We emphasize that by our decision in this case we do not hold that a child custody modification is per se justified because the new spouse of a divorced party has killed in self-defense the other biological parent of the child, or because the new spouse has demonstrated misconduct in the past. All we hold today is that the trial judge did not abuse his discretion, considering the totality of circumstances in this case. The trial judge has had the opportunity to personally listen to the witnesses and observe their demeanor. Our review of the cold pages of a transcript must of necessity defer to such a perspective in the absence of palpable error. We cannot supplant our judgment for that of the trial judge, even if we would have decided the cause differently. Sutton v. Sutton, supra; Northcutt v. Northcutt, supra.

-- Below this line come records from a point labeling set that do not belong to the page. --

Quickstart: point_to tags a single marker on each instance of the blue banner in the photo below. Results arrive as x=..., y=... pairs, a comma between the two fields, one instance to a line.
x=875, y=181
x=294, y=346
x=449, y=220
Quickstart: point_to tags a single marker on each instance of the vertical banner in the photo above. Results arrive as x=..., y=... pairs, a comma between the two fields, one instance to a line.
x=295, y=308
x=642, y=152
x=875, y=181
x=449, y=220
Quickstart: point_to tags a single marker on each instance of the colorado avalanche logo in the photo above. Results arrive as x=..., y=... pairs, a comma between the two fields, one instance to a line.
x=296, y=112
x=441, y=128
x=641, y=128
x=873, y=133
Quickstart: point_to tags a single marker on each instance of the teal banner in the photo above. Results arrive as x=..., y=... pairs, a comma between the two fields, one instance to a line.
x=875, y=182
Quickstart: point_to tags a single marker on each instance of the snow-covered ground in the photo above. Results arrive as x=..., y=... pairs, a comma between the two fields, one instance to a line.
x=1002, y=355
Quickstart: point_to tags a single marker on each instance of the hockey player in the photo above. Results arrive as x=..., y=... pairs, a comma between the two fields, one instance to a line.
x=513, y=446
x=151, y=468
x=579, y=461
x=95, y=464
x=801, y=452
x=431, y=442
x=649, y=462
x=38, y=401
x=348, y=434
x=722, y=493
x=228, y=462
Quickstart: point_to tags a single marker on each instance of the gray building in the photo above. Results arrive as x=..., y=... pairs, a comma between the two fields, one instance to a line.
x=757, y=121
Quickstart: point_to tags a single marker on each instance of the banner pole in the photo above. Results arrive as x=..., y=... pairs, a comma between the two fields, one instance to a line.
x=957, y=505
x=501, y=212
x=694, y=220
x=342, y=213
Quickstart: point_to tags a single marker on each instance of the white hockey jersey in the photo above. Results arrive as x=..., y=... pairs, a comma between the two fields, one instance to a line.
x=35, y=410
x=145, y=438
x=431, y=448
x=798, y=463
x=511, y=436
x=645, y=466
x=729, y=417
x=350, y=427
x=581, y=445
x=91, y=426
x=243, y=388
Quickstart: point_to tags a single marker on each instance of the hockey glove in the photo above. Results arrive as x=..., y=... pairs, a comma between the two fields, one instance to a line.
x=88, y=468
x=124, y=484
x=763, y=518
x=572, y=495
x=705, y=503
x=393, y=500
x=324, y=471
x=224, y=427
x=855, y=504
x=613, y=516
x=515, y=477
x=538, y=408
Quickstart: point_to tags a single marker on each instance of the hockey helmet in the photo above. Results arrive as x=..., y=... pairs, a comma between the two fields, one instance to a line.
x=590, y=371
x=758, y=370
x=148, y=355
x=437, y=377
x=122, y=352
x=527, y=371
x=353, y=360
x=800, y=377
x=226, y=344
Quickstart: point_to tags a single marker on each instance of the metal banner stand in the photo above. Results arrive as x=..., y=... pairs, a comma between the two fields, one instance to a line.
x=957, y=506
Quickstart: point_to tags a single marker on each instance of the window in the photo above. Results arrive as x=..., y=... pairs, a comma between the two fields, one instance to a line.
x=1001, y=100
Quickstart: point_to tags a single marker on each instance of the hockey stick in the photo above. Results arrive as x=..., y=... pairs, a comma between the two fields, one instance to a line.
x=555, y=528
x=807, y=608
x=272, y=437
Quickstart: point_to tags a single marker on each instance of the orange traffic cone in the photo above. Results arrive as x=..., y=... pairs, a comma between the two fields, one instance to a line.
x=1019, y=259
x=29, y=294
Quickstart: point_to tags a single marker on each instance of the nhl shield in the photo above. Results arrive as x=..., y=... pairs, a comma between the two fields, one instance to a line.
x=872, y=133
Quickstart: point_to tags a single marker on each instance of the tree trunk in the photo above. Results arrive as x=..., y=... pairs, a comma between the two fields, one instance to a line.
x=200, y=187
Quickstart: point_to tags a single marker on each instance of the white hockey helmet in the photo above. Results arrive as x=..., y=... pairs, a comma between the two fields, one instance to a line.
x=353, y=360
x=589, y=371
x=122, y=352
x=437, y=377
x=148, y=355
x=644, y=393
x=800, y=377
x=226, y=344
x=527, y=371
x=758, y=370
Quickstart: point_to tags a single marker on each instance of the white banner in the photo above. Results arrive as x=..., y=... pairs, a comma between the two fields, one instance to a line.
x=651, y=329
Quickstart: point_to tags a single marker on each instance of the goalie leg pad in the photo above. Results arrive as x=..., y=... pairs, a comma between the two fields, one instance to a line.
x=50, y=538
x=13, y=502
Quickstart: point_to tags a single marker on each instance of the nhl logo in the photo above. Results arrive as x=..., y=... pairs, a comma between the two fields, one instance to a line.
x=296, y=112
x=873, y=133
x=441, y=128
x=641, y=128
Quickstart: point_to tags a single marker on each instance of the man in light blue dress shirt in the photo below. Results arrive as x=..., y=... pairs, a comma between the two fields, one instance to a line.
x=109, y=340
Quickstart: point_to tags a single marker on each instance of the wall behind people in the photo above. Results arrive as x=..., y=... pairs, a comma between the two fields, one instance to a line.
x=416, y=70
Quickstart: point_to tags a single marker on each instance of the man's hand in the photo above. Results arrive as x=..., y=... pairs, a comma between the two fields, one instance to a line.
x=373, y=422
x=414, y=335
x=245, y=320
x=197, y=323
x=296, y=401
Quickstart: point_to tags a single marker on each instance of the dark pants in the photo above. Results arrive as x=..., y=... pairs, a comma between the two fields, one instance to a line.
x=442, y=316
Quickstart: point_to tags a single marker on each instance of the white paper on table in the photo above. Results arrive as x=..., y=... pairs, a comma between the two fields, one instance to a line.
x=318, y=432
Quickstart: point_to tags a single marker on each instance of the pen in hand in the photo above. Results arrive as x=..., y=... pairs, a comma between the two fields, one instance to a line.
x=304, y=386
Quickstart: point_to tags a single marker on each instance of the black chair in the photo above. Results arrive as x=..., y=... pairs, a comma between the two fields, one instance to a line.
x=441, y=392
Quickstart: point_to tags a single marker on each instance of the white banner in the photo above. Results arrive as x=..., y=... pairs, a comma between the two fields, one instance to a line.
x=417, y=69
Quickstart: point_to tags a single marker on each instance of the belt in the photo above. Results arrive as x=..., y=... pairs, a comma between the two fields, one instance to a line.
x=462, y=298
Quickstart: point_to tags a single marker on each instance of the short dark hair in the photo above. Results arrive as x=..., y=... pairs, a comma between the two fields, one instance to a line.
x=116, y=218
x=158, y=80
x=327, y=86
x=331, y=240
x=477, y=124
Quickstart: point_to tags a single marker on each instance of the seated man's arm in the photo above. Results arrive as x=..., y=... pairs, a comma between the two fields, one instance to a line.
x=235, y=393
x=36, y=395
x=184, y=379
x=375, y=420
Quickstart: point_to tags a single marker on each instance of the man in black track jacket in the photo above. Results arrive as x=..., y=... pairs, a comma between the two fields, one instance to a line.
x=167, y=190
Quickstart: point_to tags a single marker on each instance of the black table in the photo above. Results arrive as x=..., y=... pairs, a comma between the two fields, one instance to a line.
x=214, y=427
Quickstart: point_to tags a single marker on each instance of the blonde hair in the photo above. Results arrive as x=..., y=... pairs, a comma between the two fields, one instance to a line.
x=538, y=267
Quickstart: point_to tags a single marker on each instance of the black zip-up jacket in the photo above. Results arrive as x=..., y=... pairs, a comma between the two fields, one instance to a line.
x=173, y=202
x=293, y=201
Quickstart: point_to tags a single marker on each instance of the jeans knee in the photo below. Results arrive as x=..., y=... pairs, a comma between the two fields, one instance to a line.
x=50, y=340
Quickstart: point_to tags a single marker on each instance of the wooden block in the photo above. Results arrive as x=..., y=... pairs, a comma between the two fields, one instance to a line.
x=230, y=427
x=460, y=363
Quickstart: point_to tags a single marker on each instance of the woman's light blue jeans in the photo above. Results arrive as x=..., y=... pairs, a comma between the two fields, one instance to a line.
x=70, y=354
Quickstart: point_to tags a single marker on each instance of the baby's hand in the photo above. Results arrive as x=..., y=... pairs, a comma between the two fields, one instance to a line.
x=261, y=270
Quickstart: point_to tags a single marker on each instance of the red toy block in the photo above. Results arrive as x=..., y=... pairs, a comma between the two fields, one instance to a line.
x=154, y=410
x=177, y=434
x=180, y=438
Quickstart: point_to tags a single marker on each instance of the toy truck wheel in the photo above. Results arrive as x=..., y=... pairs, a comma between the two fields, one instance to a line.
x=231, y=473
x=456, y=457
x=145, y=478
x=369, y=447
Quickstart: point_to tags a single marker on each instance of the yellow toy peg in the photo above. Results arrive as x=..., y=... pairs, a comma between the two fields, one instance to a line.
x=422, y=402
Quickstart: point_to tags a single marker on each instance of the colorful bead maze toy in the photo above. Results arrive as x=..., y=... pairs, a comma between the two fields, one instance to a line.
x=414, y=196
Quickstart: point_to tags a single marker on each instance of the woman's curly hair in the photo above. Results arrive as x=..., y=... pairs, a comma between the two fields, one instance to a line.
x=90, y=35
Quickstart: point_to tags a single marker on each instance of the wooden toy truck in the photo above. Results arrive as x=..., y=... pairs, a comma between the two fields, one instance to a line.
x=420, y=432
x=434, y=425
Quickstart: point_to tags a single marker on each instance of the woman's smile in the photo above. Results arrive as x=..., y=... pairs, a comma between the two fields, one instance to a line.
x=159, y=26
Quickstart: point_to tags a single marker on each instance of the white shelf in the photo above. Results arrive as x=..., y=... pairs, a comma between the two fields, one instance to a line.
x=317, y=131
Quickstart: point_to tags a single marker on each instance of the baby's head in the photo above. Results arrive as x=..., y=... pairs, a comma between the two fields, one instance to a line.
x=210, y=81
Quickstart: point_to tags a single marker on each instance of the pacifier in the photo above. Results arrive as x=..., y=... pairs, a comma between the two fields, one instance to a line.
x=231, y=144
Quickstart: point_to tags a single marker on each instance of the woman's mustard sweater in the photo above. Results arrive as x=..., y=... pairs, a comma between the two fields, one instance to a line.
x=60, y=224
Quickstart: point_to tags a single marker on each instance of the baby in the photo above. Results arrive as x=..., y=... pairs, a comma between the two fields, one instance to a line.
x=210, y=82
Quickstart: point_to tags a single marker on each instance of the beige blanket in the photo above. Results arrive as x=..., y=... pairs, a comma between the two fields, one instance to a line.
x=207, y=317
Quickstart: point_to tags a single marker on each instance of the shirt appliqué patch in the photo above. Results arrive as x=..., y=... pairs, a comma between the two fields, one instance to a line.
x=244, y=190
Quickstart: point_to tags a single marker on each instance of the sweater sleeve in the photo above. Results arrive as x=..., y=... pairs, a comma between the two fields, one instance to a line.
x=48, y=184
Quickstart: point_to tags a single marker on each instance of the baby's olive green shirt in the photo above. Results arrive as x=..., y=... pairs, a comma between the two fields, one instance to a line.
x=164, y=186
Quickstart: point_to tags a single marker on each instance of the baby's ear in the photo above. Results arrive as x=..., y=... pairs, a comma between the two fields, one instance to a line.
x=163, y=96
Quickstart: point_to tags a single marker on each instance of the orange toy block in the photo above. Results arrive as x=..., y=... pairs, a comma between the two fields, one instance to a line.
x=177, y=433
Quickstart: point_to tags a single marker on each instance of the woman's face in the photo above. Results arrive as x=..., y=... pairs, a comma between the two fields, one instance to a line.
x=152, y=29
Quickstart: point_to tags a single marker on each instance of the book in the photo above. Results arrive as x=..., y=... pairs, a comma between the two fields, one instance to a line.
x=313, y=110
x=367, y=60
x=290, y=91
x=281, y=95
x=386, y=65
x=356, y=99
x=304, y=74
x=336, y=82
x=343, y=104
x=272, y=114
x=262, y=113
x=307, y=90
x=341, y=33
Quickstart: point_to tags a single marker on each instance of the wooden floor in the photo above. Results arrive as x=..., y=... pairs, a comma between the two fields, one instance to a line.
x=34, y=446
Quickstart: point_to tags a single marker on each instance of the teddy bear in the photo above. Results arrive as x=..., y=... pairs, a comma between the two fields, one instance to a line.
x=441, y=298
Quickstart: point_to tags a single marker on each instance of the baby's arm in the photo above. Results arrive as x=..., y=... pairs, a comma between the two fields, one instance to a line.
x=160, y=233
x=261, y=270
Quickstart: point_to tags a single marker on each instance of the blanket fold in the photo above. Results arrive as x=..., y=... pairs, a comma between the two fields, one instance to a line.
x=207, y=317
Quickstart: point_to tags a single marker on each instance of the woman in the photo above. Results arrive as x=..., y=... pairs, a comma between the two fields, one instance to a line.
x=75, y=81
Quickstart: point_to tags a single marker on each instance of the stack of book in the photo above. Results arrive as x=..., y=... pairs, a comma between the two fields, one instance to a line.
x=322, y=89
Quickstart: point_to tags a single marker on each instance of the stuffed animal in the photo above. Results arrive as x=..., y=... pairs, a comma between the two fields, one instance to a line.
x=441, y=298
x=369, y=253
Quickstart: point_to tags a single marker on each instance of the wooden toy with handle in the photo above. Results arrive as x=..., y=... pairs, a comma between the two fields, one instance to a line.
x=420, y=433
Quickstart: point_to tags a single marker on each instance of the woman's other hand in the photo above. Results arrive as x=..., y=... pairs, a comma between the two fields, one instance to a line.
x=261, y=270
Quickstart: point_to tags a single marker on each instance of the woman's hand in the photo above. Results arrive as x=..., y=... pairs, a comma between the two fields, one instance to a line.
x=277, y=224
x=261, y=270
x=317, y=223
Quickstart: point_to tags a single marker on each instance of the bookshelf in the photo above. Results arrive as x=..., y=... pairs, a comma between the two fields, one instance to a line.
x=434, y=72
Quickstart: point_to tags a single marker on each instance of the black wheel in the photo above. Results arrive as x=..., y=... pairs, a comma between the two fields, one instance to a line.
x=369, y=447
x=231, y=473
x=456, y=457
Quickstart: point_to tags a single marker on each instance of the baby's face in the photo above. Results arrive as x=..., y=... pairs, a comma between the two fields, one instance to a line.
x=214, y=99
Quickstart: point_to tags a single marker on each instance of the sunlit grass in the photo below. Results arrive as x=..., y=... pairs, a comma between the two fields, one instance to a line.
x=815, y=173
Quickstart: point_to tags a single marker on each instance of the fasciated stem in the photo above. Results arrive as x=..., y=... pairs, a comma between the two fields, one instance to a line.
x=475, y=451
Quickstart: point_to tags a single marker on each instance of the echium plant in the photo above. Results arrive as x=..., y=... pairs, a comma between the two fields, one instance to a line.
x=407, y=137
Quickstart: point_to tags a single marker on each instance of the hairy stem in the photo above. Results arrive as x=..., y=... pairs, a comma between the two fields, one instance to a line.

Appellant-mother also advances the contention that the trial judge was biased toward the case, and so erred by not granting her motion for rehearing made on that ground.

Appellant made no motion for recusal during the hearing, but rather made a *770 bare allegation of prejudice in her motion for rehearing. There is a "substantial burden" on a party alleging bias to show grounds therefor. Street v. Hutto, 46 Ala. App. 324, 241 So. 2d 848. Where such a party does not meet this burden by legal proof or affidavit, but merely rests upon an allegation, there is insufficient matter for our review. Shell v. Shell, 48 Ala.App. 668, 267 So. 2d 461. We accordingly cannot consider appellant's contention of bias.

We would finally note, for the benefit of the parties involved, that the matter of custody of a child is never res judicata. See 8 Ala.Dig. Divorce, (2). Those who are vested with such a responsibility must always act in such a manner as to justify their trust.

There being no error to reversal in the record, the case is due to be affirmed.


WRIGHT, P. J., and BRADLEY, J., concur.